Over the next few weeks I am excerpting here from the book’s case studies. They profile 12 strategies across four groupings of customers A) Un-adopters B) Diversifiers C) Pragmatists and D) Committed.
The customer profiled below is part of the third group which has four strategies in the book, keeping relationship with SAP analytical being the first:
SAS scores at CLP are a composite of a variety of safety, quality, cost, delivery, and support attributes. They are meant to give a supplier a 360-degree view on how it is performing. It also gives the supplier, in return, an opportunity to score CLP. Even though SAP is a strategic supplier to many of its customers, it is rare to see the detailed analytical feedback that CLP provides….Even more telling, CLP also shared with the SAP executives the many IT initiatives it had missed out on in the previous couple of years. Mobile enterprise application platform, predictive maintenance, emission management, work clearance, safety document management, and advanced analytics opportunities were awarded to other vendors.
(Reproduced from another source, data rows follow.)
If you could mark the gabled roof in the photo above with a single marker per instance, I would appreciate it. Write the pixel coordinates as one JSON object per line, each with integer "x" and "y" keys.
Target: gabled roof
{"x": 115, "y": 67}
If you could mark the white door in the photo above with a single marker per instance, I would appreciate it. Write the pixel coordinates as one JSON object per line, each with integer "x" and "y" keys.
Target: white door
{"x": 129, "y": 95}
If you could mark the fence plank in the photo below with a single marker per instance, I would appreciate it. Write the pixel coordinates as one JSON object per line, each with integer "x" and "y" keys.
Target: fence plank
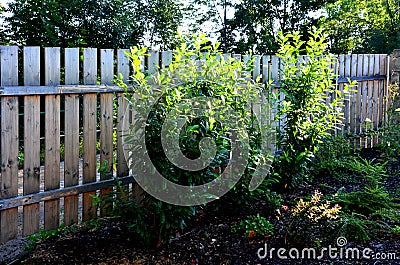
{"x": 106, "y": 140}
{"x": 9, "y": 66}
{"x": 153, "y": 62}
{"x": 52, "y": 138}
{"x": 9, "y": 142}
{"x": 266, "y": 63}
{"x": 71, "y": 157}
{"x": 9, "y": 164}
{"x": 32, "y": 66}
{"x": 52, "y": 159}
{"x": 122, "y": 128}
{"x": 166, "y": 58}
{"x": 89, "y": 152}
{"x": 72, "y": 66}
{"x": 31, "y": 179}
{"x": 370, "y": 103}
{"x": 89, "y": 66}
{"x": 123, "y": 64}
{"x": 52, "y": 66}
{"x": 107, "y": 66}
{"x": 257, "y": 67}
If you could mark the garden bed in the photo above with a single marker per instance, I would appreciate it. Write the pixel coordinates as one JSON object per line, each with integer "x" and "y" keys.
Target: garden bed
{"x": 209, "y": 239}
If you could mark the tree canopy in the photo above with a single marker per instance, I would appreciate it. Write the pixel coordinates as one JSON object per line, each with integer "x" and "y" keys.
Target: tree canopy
{"x": 94, "y": 23}
{"x": 359, "y": 26}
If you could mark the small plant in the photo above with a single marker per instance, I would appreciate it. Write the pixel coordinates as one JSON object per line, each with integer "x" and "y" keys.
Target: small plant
{"x": 304, "y": 113}
{"x": 396, "y": 230}
{"x": 314, "y": 221}
{"x": 254, "y": 226}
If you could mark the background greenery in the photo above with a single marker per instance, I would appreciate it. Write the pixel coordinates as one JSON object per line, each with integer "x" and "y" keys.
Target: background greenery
{"x": 360, "y": 26}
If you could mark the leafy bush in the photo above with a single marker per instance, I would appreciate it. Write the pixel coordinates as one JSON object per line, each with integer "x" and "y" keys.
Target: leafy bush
{"x": 254, "y": 226}
{"x": 315, "y": 221}
{"x": 197, "y": 70}
{"x": 305, "y": 83}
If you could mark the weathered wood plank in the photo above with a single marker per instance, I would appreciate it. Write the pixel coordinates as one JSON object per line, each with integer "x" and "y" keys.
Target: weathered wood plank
{"x": 122, "y": 130}
{"x": 31, "y": 179}
{"x": 89, "y": 152}
{"x": 275, "y": 68}
{"x": 9, "y": 66}
{"x": 106, "y": 141}
{"x": 52, "y": 160}
{"x": 90, "y": 66}
{"x": 107, "y": 66}
{"x": 71, "y": 157}
{"x": 166, "y": 58}
{"x": 266, "y": 66}
{"x": 31, "y": 66}
{"x": 56, "y": 90}
{"x": 52, "y": 66}
{"x": 72, "y": 66}
{"x": 9, "y": 164}
{"x": 153, "y": 61}
{"x": 31, "y": 199}
{"x": 31, "y": 161}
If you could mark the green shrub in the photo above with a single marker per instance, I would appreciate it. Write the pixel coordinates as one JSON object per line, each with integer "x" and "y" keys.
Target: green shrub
{"x": 197, "y": 70}
{"x": 305, "y": 84}
{"x": 314, "y": 222}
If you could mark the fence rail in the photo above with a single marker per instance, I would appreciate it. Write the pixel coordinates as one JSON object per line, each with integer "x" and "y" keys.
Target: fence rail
{"x": 50, "y": 153}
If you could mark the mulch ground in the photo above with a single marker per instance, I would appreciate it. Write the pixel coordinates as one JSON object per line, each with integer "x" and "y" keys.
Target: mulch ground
{"x": 206, "y": 240}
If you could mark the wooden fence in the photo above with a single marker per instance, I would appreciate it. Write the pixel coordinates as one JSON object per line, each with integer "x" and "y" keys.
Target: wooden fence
{"x": 59, "y": 113}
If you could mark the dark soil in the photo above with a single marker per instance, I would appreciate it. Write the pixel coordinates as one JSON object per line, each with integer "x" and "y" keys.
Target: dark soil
{"x": 207, "y": 240}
Fuel and commodity management functionality was custom developed….The analytical bent continued when CLP recently evaluated HANA as a platform to consolidate its sprawl of SAP landscapes. It also wanted to reduce its infrastructure costs compared to the Microsoft SQL Server database environment it currently runs on….Over and over again, CLP has shown a willingness to evaluate new SAP features and innovations, but it analyzes them thoroughly before it adopts them. Conversely, it is always pushing SAP for more innovation and better support, and openly shares its research findings. In many ways, it is a model customer-vendor relationship — one based on fair, fact-based interaction.